Selon les statistiques de la DARES de fin 2010, les plans sociaux sont en chute libre (de près de 50 %) et les licenciements économiques en baisse sensible (de 19 %). Certes, ces chiffres témoignent certainement d’un retour progressif de l’activité en France, mais ils sont à relativiser. Les entreprises privilégient aujourd’hui d’autres moyens de restructuration et de réduction des coûts. Les licenciements et plans sociaux, en effet, coûtent cher aux patrons tant financièrement qu’en terme d’image, surtout quand ces fichus ouvriers n’acceptent pas le sort qui leur semble réservé et se rebiffent…
Le patronat utilise donc tout un arsenal de mesures, anciennes pour certaines, récentes pour d’autres, n’hésitant pas le cas échéant à contourner les règlementations trop rigides à son goût.Arrivent en tête le recrutement en CDD et le recours à l’intérim qui par définition ne nécessitent pas de rupture en cas de baisse d’activité ! Ceci entraîne bien évidemment une précarité grandissante de la main d’œuvre, avec son lot de drames sociaux, mais dans le grand jeu de la concurrence libre, on ne fait pas d’omelette sans casser d’œufs, n’est-ce pas ?
Viennent ensuite les moyens mis à leur disposition pour se séparer du salarié dont ils n’ont plus l’usage : de ce point de vue, la rupture conventionnelle est une vraie aubaine ! Mme Parisot se réjouissait il y a peu qu’il y ait eu 500 000 demandes depuis la création de la mesure (Juillet 2008) et 430 000 accords… Sans disposer de statistiques précises – et pour cause – on estime aujourd’hui que 75 à 80 % de ces ruptures sont à l’initiative du chef d’entreprise, et que nombre d’entre elles sont de fait des licenciements économiques déguisés (en sont particulièrement friands les secteurs du commerce et du bâtiment). S’agissant officiellement d’une « rupture d’un commun accord » entre les deux parties, il n’est nul besoin de motif ou d’explication alambiquée et les risques d’une contestation ultérieure du salarié sont faibles, sinon nulles. Ce n’est pas tout à fait un hasard si certains ont déjà rebaptisé cette mesure « Plan Social Silencieux »…

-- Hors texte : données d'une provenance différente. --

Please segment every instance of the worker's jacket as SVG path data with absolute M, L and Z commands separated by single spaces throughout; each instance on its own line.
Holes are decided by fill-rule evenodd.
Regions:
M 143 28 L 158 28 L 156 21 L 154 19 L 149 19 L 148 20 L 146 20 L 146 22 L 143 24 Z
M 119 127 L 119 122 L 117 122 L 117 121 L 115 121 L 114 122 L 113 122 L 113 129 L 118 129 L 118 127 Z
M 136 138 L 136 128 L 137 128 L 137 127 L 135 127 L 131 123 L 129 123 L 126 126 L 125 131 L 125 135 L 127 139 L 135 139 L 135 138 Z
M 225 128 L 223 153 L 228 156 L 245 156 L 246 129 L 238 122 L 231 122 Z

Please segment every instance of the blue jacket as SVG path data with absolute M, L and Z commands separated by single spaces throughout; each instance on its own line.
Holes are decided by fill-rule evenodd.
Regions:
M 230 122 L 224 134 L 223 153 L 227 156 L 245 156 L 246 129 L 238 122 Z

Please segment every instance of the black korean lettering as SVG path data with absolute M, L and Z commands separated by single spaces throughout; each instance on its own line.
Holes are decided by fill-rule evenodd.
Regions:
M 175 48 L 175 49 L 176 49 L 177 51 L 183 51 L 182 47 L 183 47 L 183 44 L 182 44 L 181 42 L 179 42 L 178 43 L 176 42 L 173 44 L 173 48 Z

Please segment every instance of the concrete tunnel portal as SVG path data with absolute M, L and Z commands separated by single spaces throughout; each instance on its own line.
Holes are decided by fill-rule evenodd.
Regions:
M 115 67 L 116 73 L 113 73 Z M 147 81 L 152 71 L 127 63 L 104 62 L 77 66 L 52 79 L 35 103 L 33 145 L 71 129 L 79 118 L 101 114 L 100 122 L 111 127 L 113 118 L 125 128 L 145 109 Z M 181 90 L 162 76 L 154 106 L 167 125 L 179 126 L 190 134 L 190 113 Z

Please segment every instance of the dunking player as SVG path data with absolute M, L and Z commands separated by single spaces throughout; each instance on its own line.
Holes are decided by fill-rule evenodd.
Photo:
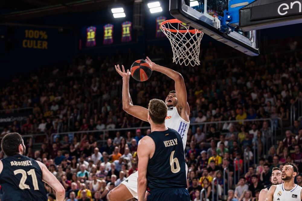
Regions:
M 166 127 L 174 129 L 179 133 L 182 139 L 184 150 L 190 124 L 190 108 L 187 102 L 187 91 L 183 78 L 179 73 L 156 64 L 148 57 L 146 61 L 153 71 L 164 74 L 175 82 L 175 91 L 170 92 L 166 98 L 165 102 L 168 109 L 165 124 Z M 147 121 L 148 109 L 140 106 L 133 105 L 132 103 L 129 92 L 129 79 L 131 74 L 129 70 L 127 70 L 127 72 L 125 71 L 124 66 L 122 65 L 122 67 L 121 71 L 119 65 L 115 66 L 115 70 L 123 77 L 123 109 L 129 114 Z M 133 197 L 137 199 L 138 173 L 137 171 L 132 174 L 118 186 L 109 192 L 108 196 L 108 200 L 110 201 L 122 201 L 127 200 Z
M 271 182 L 273 185 L 277 185 L 282 183 L 282 179 L 281 179 L 281 171 L 279 168 L 275 167 L 273 168 L 271 172 Z M 268 190 L 271 186 L 269 185 L 265 188 L 264 188 L 260 191 L 259 194 L 259 201 L 265 201 Z
M 168 107 L 162 100 L 149 103 L 148 119 L 152 132 L 138 143 L 138 201 L 189 201 L 182 138 L 165 125 Z
M 64 200 L 65 189 L 45 165 L 24 155 L 25 146 L 20 134 L 5 135 L 1 147 L 7 156 L 0 161 L 1 201 L 47 201 L 43 181 L 56 191 L 56 200 Z
M 291 163 L 288 163 L 282 168 L 281 178 L 284 183 L 273 185 L 269 188 L 266 201 L 300 201 L 302 187 L 295 184 L 294 180 L 298 174 L 298 168 Z

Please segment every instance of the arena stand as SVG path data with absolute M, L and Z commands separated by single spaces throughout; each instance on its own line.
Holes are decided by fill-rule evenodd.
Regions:
M 185 79 L 191 112 L 185 153 L 192 200 L 198 200 L 203 188 L 214 188 L 207 194 L 210 200 L 233 200 L 232 193 L 235 200 L 257 197 L 257 190 L 269 184 L 273 167 L 291 161 L 301 167 L 300 40 L 277 46 L 269 41 L 267 49 L 274 51 L 255 57 L 223 57 L 225 50 L 210 43 L 202 49 L 201 66 L 193 68 L 171 64 L 163 49 L 148 47 L 150 58 Z M 137 142 L 151 131 L 147 122 L 122 110 L 122 80 L 114 66 L 129 67 L 134 57 L 128 54 L 125 59 L 118 54 L 79 57 L 69 66 L 16 76 L 0 91 L 1 114 L 18 114 L 23 108 L 28 114 L 4 126 L 2 137 L 22 134 L 27 155 L 49 168 L 67 199 L 71 192 L 80 196 L 87 189 L 92 200 L 107 200 L 110 190 L 137 170 Z M 131 80 L 135 104 L 146 107 L 174 89 L 168 77 L 155 74 L 143 83 Z M 237 183 L 246 192 L 237 188 L 225 196 Z

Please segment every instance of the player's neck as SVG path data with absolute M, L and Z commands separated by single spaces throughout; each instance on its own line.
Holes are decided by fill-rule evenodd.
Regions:
M 168 128 L 166 127 L 164 124 L 151 124 L 150 125 L 151 132 L 154 131 L 164 131 L 168 129 Z
M 296 186 L 296 184 L 294 181 L 293 179 L 284 181 L 283 183 L 283 188 L 286 190 L 291 190 Z

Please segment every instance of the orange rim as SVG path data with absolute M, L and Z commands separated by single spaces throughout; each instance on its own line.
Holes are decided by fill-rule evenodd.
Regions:
M 168 22 L 170 22 L 170 23 L 182 23 L 182 22 L 178 20 L 177 19 L 172 19 L 171 20 L 166 20 L 165 21 L 164 21 L 162 23 L 160 24 L 160 25 L 161 26 L 163 24 L 166 24 Z M 168 29 L 168 28 L 166 28 L 165 27 L 162 27 L 162 29 L 163 29 L 166 31 L 175 33 L 177 32 L 178 32 L 180 33 L 186 33 L 187 32 L 189 32 L 191 33 L 194 34 L 196 33 L 202 33 L 202 32 L 196 29 L 191 29 L 189 30 L 178 30 L 176 29 Z

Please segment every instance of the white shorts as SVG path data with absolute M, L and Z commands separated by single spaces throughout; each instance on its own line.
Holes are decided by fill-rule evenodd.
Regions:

Dans le même ordre d’idées, il n’est pas rare qu’une PME propose à ses salariés de devenir « auto-entrepreneurs » après licenciement ou mieux encore après démission ; l’ex salarié continue d’exercer dans l’entreprise sans que celle-ci ait à supporter les coûts et les obligations d’un contrat de travail. Si cette démarche n’est pas sans risque pour le patron, le piège est total pour le dit auto-entrepreneur qui se retrouve livré à lui-même et sous la menace permanente de se retrouver sans travail, sans recours possible ni protection.
De ces quelques exemples, doit-on déduire que nous assistons à la mort programmée du licenciement économique ? A moyen terme, le risque est réel. N’oublions pas que le MEDEF, par la voix de sa présidente, réclame depuis plusieurs années une révision de la réglementation en la matière, justifiant sa demande par les « coûts énormes » supportés par l’entreprise à cette occasion, coûts qui seraient de fait une entrave supplémentaire à la bonne marche des entreprises et à leur compétitivité. Il a pourtant déjà obtenu beaucoup sur cette question, de la disparition des « 90 % de l’ancien salaire » (conquête des travailleurs des années 70 et particulièrement de ceux de LIP) au tout début des années 80, à la suppression de l’autorisation administrative de licenciement en 1986 ! Mais rien n’y fait, les quelques maigres avantages dont disposent les salariés – les CRP (Contrat de Reclassement Professionnel) ou CTP (Contrat de transition Professionnelle) par exemple – sont jugés insupportables par le patronat ; celui-ci d’ailleurs a de plus en plus tendance à rejeter avec véhémence les droits élémentaires du travail et du salarié, des modalités d’embauche aux salaires en passant par les classifications, la durée du travail… jusqu’aux droits liés à la rupture du contrat de travail.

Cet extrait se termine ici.